An diesem Sonntagabend begleitete er seinen Bruder mit dem Ausdruck der Duldung und Milde bis an das Tor; er war in sanfter Stimmung und gütig genug aufgelegt, um über die Tränen hinwegzusehen. In dem flackernden Gaslicht des Pförtnerstübchens sonnten sich mehrere Gefangene: einige von Besuchen Abschied nehmend, andere, die keine Besuche hatten, dem häufigen Umdrehen des Schlüssels zusehend und unter sich oder mit Mr. Chivery plaudernd. Das Eintreten des Vaters machte natürlich Aufsehen: und Mr. Chivery, mit seinem Schlüssel an den Hut greifend (wenn auch sehr kurz), sprach die Hoffnung aus, daß er sich erträglich wohl befinde.
»Danke, Chivery, ganz wohl. Und Sie?«
Mr. Chivery sagte leise murmelnd: »Oh! ihm geht es ganz gut!« Was seine gewöhnliche Art war, wie er auf Fragen nach seinem Befinden antwortete, wenn er etwas mürrisch war.
»Ich hatte heute einen Besuch vom jungen John, Chivery. Er sah sehr geschniegelt aus, ich versichere Sie.«
Das hatte Mr. Chivery auch gehört. Mr. Chivery mußte jedoch gestehen, daß es sein Wunsch wäre, der Junge gäbe nicht so viel Geld dafür aus. Denn was brächte es ihm ein? Es bringe ihn nur in Kummer und Sorgen. Und das könne er überall umsonst haben.
»Was meinen Sie damit, Chivery?« fragte der wohlwollende Vater.

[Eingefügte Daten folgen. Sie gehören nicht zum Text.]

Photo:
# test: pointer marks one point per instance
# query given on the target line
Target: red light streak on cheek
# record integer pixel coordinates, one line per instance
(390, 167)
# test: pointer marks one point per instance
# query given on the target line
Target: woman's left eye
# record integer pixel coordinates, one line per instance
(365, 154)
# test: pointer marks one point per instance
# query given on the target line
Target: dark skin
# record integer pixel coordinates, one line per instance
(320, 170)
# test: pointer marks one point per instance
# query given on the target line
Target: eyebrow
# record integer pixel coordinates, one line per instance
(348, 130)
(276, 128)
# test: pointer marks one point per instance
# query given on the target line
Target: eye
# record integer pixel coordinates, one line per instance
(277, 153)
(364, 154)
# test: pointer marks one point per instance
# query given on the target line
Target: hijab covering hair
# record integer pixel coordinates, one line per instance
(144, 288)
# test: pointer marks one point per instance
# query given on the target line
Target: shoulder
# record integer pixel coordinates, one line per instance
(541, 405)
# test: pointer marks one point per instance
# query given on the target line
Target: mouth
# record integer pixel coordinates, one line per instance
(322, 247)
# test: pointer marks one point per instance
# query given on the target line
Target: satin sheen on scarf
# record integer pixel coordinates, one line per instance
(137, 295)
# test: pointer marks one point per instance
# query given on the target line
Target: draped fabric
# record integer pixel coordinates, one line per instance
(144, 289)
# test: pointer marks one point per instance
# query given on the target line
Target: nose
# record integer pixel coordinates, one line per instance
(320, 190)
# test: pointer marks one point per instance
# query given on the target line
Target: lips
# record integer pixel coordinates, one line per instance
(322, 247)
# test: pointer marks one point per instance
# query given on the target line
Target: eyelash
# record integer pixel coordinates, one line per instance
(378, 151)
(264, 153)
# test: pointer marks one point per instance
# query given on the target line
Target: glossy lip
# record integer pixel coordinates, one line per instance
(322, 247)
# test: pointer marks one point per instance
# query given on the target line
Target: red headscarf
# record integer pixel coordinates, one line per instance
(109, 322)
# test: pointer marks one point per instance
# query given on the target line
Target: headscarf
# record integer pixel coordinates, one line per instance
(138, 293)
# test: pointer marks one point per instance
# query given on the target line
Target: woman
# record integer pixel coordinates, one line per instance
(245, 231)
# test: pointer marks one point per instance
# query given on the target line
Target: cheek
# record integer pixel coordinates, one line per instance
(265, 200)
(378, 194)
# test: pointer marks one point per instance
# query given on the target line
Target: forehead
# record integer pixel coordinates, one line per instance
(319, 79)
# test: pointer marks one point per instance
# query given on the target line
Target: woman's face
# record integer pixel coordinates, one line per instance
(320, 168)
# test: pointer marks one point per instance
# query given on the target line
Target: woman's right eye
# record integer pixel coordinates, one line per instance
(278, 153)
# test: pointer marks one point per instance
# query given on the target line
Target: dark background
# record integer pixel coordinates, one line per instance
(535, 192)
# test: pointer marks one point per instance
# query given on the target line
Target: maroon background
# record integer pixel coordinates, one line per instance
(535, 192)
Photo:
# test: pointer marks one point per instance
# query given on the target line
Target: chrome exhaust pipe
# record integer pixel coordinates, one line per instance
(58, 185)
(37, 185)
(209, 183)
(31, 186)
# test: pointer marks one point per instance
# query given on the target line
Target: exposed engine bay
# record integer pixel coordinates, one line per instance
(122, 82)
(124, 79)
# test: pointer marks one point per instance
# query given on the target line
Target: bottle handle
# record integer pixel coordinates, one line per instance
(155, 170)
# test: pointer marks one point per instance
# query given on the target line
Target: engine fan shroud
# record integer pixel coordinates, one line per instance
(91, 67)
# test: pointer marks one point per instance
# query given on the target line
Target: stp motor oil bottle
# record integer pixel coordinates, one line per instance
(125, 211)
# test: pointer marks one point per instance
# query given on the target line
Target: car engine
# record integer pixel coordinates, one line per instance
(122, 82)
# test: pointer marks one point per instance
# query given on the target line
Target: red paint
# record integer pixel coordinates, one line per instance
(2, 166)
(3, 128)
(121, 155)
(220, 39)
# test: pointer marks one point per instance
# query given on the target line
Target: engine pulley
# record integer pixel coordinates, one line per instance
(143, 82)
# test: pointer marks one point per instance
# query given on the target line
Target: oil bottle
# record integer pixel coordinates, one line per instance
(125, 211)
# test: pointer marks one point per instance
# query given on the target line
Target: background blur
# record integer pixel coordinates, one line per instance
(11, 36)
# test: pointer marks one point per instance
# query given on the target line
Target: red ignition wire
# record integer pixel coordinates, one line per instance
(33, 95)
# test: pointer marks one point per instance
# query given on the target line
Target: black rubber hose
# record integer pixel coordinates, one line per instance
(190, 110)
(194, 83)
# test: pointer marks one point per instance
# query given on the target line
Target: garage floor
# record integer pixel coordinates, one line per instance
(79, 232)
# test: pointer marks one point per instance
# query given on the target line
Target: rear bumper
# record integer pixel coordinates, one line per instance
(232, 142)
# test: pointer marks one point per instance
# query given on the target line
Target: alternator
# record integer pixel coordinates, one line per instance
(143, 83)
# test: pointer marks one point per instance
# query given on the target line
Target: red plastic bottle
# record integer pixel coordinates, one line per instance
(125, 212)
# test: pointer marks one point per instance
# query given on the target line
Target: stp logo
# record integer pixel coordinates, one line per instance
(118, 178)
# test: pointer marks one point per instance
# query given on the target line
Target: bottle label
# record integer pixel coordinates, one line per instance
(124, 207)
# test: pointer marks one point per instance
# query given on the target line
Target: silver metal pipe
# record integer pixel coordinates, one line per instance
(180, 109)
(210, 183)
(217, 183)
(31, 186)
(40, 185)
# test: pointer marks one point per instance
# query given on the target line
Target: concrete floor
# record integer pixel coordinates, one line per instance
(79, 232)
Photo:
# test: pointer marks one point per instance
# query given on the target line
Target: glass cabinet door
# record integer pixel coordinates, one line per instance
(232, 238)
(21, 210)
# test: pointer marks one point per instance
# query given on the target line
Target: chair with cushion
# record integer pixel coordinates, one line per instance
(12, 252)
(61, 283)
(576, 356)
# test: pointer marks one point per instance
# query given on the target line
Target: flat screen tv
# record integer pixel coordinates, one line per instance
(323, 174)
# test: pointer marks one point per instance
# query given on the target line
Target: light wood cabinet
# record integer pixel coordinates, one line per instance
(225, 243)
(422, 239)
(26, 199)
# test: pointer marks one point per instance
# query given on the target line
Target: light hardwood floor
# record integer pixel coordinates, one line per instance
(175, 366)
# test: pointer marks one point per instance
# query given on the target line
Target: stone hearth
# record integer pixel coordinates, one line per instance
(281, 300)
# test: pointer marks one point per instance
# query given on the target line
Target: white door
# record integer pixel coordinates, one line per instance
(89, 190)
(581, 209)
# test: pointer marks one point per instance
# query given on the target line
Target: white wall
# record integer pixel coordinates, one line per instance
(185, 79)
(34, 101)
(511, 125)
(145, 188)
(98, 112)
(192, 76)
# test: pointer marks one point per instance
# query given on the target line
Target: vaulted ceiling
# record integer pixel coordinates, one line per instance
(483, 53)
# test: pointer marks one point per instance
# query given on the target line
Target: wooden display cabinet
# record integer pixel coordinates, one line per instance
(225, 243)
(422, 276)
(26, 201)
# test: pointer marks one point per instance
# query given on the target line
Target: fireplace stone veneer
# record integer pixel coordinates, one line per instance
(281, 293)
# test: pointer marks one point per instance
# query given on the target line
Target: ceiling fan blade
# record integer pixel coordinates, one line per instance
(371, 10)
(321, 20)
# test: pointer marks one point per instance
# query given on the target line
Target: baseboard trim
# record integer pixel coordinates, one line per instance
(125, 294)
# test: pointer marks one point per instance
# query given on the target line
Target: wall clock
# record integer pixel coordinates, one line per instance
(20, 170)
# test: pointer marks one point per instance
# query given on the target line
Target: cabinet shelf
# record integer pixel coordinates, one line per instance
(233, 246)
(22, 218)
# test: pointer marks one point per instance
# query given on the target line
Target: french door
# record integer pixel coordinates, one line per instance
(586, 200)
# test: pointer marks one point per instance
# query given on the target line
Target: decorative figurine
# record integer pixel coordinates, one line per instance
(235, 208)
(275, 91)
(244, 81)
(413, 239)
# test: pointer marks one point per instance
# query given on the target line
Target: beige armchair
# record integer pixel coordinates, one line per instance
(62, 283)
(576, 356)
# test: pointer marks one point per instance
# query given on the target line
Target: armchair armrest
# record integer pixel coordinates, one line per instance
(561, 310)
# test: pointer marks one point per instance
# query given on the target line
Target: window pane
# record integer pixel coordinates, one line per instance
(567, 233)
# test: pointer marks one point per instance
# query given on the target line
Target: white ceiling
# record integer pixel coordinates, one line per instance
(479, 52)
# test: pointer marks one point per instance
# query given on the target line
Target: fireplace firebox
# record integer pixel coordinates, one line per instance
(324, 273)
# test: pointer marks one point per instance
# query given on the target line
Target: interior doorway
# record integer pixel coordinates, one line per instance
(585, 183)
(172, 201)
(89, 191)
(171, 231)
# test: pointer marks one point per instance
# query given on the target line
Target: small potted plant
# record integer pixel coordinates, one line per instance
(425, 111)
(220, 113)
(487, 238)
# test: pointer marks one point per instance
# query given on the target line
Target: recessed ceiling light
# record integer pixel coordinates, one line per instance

»Nichts Schlimmes«, versetzte Mr. Chivery. »Schon gut. Will Mr. Frederick schon fort?«
»Ja, Chivery, mein Bruder will nach Hause und zu Bett gehen. Er ist müde und nicht ganz wohl, nimm dich in acht, Frederick, nimm dich in acht. Gute Nacht, mein lieber Frederick!«
Seinem Bruder die Hand schüttelnd und seinen fetten Hut vor der Gesellschaft im Pförtnerstübchen leicht rückend, schob Frederick langsam zur Tür hinaus, die Mr. Chivery ihm öffnete. Der Vater des Marschallgefängnisses zeigte die liebenswürdige Besorgtheit eines höheren Wesens, daß ihm doch ja kein Unfall zustoßen möchte. »Haben Sie die Güte, die Tür einen Augenblick offen zu lassen, Chivery, damit ich ihn durch den Gang und die Treppe hinabgehen sehen kann. Nimm dich in acht, Frederick! (Er ist sehr schwach.) Vergiß die Stufen nicht. (Er ist so zerstreut.) Gib acht, wie du hinüberkommst, Frederick. (Ich möchte wirklich nicht wissen, welch weiten Weg er zu machen hat, er kann so leicht überrannt werden).«
Mit diesen Worten und mit einem Gesicht, in dem sich eine Menge banger Zweifel und ängstlicher Besorgnisse aussprachen, wandte er den Blick auf die im Pförtnerstübchen versammelte Gesellschaft, indem er so offen zu verstehen gab, daß sein Bruder zu bemitleiden, weil er nicht hinter Schloß und Riegel sei, daß die versammelten Kollegen im Kreise sich eine Bemerkung in dieser Richtung nicht verschweigen konnten.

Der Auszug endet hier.